Mindfulness is easy to implement which is why 71% of employers are upping their investments in mindfulness and meditation resources in 2022, according to a Wellable Labs report. Plus, there’s significant evidence to support the positive impact mindfulness has on stress, anxiety, burnout, cooperation, productivity and job satisfaction.
Recent research that explored the relationship between guilt, compassion, and meditation uncovered a possible negative side effect on ethical behavior. According to a study published in the Journal of Personality and Social Psychology, people who engaged in certain types of mindfulness were less prone to want to make amends after an action that made them feel guilt.
Eight experiments were done using focused-breathing meditation to achieve a state of mindfulness. After all was said and done, the researchers found that the study participants experienced reduced states of guilt and shame, which impacted their desire to make things right.
Embracing negative emotions
That may not be such a good thing. Negative emotions like guilt and shame are powerful psychological motivators we use to improve behavior and make us better people/co-workers. When these feelings are lessened, and we make a mistake, it follows that we may not be as motivated to make amends.

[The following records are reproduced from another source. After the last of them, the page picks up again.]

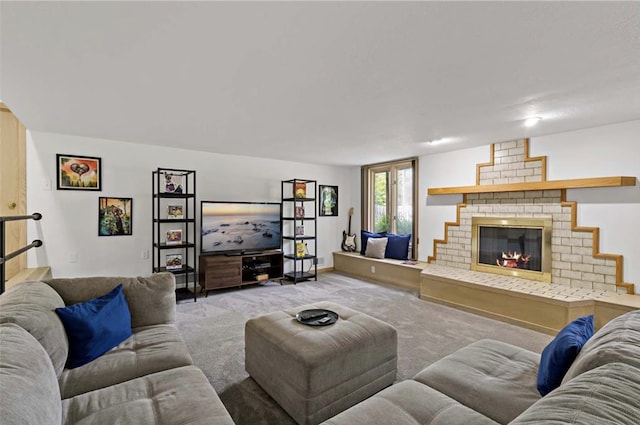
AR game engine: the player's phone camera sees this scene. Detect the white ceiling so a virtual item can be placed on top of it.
[0,1,640,165]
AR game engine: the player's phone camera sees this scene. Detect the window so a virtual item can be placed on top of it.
[362,158,418,259]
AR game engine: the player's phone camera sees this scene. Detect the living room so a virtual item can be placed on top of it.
[0,2,640,425]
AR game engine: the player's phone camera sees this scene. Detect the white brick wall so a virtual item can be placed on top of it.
[436,190,626,292]
[478,139,543,185]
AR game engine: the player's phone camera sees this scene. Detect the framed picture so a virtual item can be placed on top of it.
[167,205,184,220]
[160,172,183,193]
[165,254,182,270]
[167,229,182,245]
[56,154,102,191]
[98,197,133,236]
[318,184,338,217]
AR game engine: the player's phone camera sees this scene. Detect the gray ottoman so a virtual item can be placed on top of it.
[244,302,398,425]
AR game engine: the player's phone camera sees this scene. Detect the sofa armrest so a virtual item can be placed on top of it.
[43,273,176,328]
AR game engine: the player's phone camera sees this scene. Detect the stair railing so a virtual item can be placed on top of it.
[0,213,42,294]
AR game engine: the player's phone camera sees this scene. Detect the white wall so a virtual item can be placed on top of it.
[419,120,640,293]
[27,132,360,277]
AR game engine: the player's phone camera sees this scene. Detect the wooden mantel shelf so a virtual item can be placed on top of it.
[427,176,636,195]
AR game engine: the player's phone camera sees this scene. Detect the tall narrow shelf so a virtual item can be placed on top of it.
[281,179,318,283]
[152,168,197,301]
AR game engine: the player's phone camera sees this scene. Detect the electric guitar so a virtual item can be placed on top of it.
[342,208,357,252]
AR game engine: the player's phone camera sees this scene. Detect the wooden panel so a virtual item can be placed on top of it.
[5,266,52,289]
[420,274,593,335]
[594,294,640,329]
[427,176,636,195]
[0,103,27,280]
[333,252,425,292]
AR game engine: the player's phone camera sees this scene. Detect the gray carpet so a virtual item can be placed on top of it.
[176,273,551,425]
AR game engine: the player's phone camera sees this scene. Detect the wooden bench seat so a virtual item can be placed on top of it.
[420,264,616,335]
[333,251,427,292]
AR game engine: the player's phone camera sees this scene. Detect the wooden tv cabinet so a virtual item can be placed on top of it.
[198,251,283,296]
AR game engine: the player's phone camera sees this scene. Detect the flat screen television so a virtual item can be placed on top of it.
[200,201,282,255]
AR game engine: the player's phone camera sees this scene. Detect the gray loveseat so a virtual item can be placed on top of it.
[0,273,233,425]
[323,310,640,425]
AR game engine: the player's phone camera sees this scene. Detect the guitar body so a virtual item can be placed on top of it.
[342,208,358,252]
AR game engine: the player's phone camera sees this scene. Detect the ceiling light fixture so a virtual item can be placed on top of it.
[524,117,542,127]
[427,138,453,145]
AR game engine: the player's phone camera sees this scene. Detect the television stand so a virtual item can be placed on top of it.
[198,250,284,296]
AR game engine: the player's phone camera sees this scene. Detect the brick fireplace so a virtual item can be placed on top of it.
[428,139,635,293]
[471,217,552,282]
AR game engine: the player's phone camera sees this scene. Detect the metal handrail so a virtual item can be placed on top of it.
[0,213,42,294]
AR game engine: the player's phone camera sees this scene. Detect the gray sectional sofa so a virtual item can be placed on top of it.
[323,310,640,425]
[0,273,234,425]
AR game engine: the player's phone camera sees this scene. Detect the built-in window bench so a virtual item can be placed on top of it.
[333,252,427,293]
[420,264,618,335]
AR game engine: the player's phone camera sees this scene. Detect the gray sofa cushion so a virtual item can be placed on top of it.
[44,273,176,328]
[0,323,62,425]
[414,339,540,424]
[562,310,640,384]
[511,363,640,425]
[323,380,496,425]
[60,325,193,398]
[60,366,233,425]
[0,282,69,377]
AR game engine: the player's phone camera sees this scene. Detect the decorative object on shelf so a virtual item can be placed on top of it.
[164,172,183,193]
[167,205,184,219]
[296,242,307,258]
[151,168,198,301]
[165,254,182,271]
[56,154,102,191]
[342,207,358,252]
[167,229,182,245]
[98,197,133,236]
[318,184,338,217]
[293,182,307,198]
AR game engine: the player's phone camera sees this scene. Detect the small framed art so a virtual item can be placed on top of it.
[167,229,182,245]
[318,184,338,217]
[167,205,184,220]
[161,172,184,194]
[56,154,102,191]
[98,197,133,236]
[165,254,182,270]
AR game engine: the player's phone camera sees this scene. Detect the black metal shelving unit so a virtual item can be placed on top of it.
[281,179,318,283]
[152,168,197,302]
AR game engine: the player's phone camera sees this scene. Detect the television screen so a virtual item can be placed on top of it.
[200,201,282,254]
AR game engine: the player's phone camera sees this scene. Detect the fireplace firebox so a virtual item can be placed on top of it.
[471,217,552,282]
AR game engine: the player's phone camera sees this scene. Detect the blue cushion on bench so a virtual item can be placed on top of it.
[384,233,411,260]
[360,230,387,255]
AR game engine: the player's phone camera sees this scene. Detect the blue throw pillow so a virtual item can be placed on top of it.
[360,230,387,255]
[384,233,411,260]
[56,284,131,369]
[538,314,593,396]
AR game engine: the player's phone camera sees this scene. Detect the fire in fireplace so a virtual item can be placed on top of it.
[471,217,552,282]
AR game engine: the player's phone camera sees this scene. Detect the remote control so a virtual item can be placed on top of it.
[298,312,328,320]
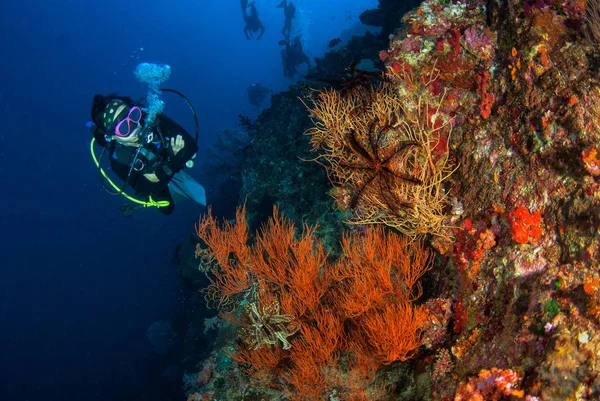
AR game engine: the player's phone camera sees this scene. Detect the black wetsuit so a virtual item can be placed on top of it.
[93,114,198,214]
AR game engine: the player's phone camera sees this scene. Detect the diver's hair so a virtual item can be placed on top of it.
[91,93,135,127]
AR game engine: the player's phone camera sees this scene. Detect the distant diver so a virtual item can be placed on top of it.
[248,82,273,107]
[240,0,265,40]
[328,38,342,49]
[277,0,296,40]
[88,89,206,215]
[279,36,311,78]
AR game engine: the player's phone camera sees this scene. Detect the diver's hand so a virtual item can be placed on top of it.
[144,173,160,182]
[171,135,185,154]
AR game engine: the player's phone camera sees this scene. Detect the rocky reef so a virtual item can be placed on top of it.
[186,0,600,401]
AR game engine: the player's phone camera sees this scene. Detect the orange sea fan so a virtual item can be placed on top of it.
[358,303,429,364]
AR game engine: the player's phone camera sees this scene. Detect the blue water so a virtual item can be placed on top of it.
[0,0,376,401]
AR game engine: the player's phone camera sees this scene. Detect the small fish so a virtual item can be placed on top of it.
[329,38,342,49]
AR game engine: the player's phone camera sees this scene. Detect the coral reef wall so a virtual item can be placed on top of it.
[188,0,600,401]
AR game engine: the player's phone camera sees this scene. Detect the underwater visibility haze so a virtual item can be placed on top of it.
[0,0,600,401]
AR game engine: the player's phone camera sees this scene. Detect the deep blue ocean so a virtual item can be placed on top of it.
[0,0,377,401]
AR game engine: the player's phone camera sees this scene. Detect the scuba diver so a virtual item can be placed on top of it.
[277,0,296,40]
[279,35,311,78]
[88,89,206,215]
[240,0,265,40]
[248,82,273,107]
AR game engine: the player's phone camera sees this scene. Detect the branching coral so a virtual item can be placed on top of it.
[197,208,432,399]
[306,69,452,236]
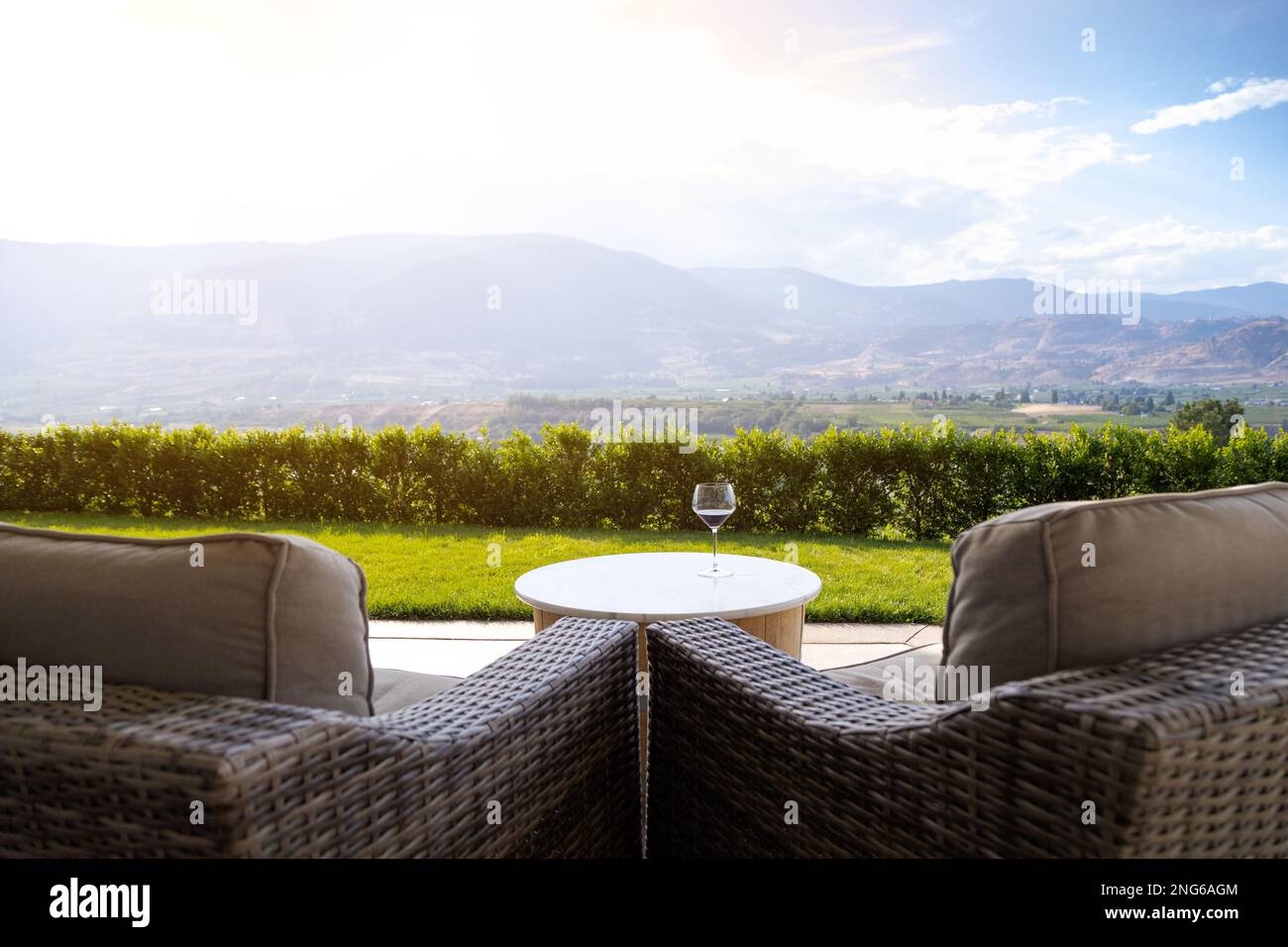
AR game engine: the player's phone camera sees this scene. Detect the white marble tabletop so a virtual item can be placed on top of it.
[514,553,823,624]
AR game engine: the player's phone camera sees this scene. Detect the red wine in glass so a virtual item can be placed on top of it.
[693,483,738,579]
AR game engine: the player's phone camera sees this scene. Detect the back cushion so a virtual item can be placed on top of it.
[0,523,373,715]
[944,483,1288,684]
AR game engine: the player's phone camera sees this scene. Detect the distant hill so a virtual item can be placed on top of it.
[0,233,1288,423]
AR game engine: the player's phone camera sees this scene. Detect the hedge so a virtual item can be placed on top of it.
[0,424,1288,539]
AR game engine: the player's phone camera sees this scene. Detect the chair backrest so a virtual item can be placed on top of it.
[943,483,1288,684]
[0,523,373,715]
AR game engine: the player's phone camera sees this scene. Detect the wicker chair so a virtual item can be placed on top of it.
[647,618,1288,858]
[0,618,641,858]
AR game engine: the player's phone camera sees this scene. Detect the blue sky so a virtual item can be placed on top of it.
[0,0,1288,292]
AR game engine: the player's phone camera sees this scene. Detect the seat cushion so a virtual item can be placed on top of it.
[374,668,465,714]
[823,642,941,703]
[0,523,373,715]
[944,483,1288,685]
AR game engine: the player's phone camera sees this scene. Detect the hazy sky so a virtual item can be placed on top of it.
[0,0,1288,291]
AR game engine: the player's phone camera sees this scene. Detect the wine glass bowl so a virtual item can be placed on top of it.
[693,483,738,579]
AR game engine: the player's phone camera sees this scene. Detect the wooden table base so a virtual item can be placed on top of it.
[532,605,805,788]
[532,605,805,669]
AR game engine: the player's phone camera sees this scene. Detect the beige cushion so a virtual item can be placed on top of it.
[0,523,373,715]
[374,668,465,714]
[944,483,1288,686]
[823,642,940,703]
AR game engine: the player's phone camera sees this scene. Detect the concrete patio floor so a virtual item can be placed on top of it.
[371,621,943,678]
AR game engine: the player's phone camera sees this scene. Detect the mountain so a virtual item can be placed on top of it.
[1169,282,1288,316]
[692,266,1272,331]
[0,233,1288,424]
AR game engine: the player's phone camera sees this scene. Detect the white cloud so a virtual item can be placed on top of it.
[0,3,1129,245]
[1130,78,1288,136]
[1025,215,1288,292]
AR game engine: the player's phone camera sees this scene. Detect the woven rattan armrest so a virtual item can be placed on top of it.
[648,618,1288,857]
[0,618,640,857]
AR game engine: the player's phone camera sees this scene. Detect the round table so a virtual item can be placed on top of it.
[514,553,823,659]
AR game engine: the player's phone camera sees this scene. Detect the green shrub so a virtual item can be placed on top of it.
[0,424,1288,539]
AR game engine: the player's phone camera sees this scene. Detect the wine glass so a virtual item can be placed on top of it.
[693,483,738,579]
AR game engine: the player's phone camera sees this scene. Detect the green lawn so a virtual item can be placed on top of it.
[0,511,952,622]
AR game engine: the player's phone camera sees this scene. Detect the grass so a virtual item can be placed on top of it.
[0,511,952,622]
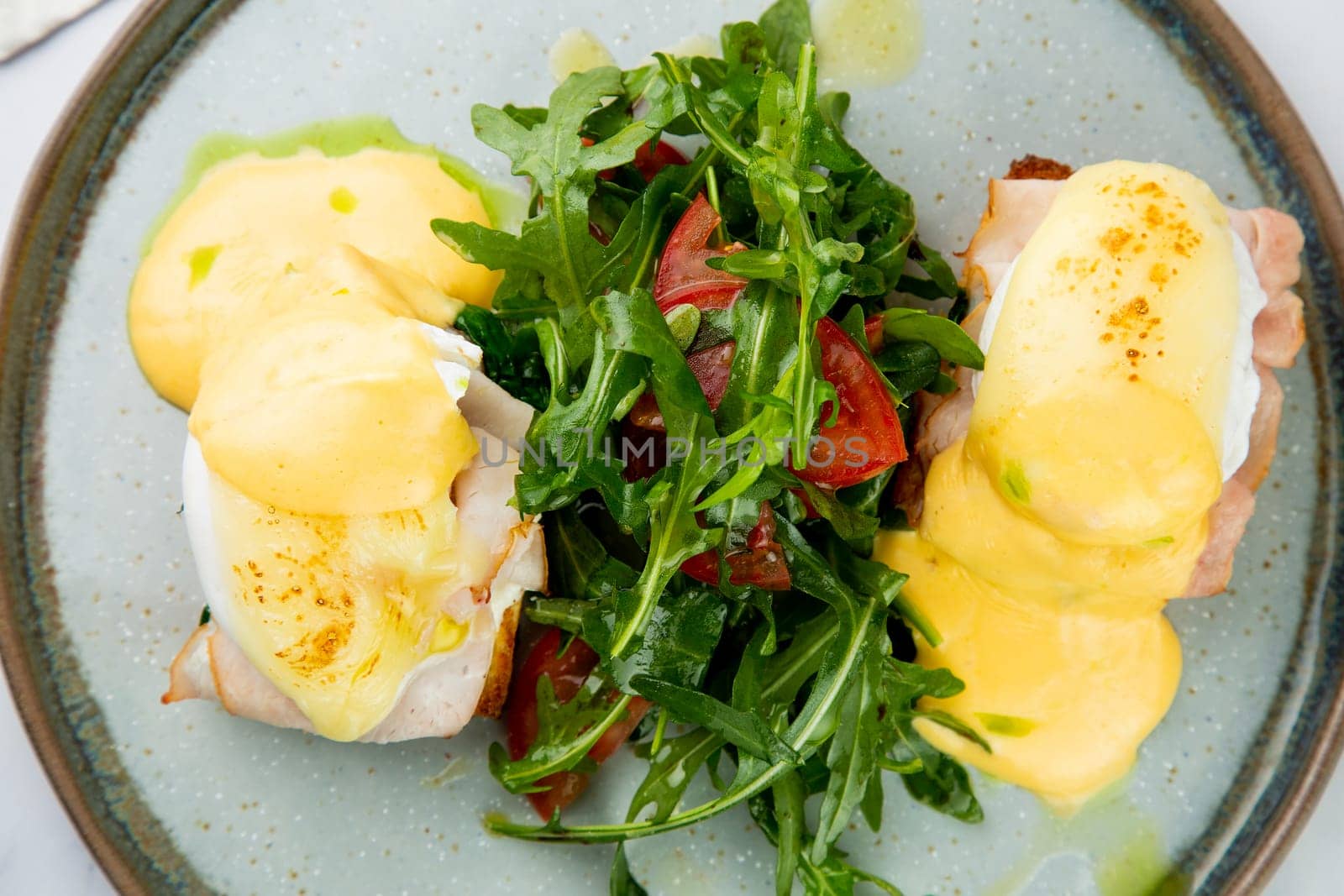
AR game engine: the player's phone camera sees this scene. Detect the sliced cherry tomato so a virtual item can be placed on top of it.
[681,501,791,591]
[627,340,738,432]
[633,139,688,180]
[789,489,822,520]
[504,629,650,820]
[654,193,748,312]
[793,317,907,489]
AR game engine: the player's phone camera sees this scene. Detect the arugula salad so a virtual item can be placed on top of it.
[433,0,984,893]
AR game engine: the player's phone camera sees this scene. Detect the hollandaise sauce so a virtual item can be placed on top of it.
[129,119,507,740]
[875,163,1239,810]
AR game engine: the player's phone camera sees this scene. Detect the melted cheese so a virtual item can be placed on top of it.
[874,163,1254,809]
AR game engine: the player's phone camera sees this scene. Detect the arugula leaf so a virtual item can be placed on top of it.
[761,0,811,76]
[515,332,648,513]
[599,589,728,696]
[607,844,649,896]
[630,676,798,764]
[489,676,630,794]
[453,305,549,410]
[872,343,942,399]
[882,307,985,371]
[882,657,984,824]
[459,0,983,893]
[811,631,885,862]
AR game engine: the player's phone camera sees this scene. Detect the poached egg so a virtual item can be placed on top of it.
[874,161,1266,810]
[129,137,534,740]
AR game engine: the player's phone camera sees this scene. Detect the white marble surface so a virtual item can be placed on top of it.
[0,0,1344,896]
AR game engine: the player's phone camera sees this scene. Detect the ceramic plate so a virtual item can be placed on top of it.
[0,0,1344,894]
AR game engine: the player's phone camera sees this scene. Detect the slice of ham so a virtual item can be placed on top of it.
[163,505,546,743]
[896,165,1306,598]
[163,375,534,743]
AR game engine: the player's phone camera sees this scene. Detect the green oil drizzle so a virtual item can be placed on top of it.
[327,186,359,215]
[811,0,923,86]
[141,116,527,254]
[985,782,1191,896]
[976,712,1037,737]
[186,244,223,289]
[999,461,1031,504]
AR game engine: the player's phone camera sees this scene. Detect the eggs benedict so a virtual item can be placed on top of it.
[129,126,546,743]
[874,160,1304,810]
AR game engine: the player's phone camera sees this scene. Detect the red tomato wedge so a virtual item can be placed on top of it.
[681,501,791,591]
[654,193,748,312]
[793,317,909,489]
[504,629,652,820]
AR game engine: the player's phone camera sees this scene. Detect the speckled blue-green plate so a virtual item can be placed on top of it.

Yes, all employers want to help their employees handle stress better and make their work life as pleasant as possible. However, trying to avoid all negative emotions and thoughts isn’t good either.
According to the researchers, mindfulness meditation draws attention away from stressful things – both in the past and future – and focuses on the present moment. This induces a state of calmness, placing a person’s focus on their own physical sensation and experiences, and away from everyone and everything else.
Practice loving kindness meditation
While you want to help your employees deal with stress, instead of focused-breathing meditation, experts suggest giving loving-kindness meditation (LKM) a go. It’s can be used to boost well-being and reduce stress without affecting one’s moral compass.
In fact, people who practice LKM are said to increase their capacity for forgiveness, connection to others and self-acceptance – all good things.
Practicing LKM involves exercises where you picture other people in your mind and send them well wishes. And since it doesn’t affect one’s moral compass, it may be a better alternative for the business world.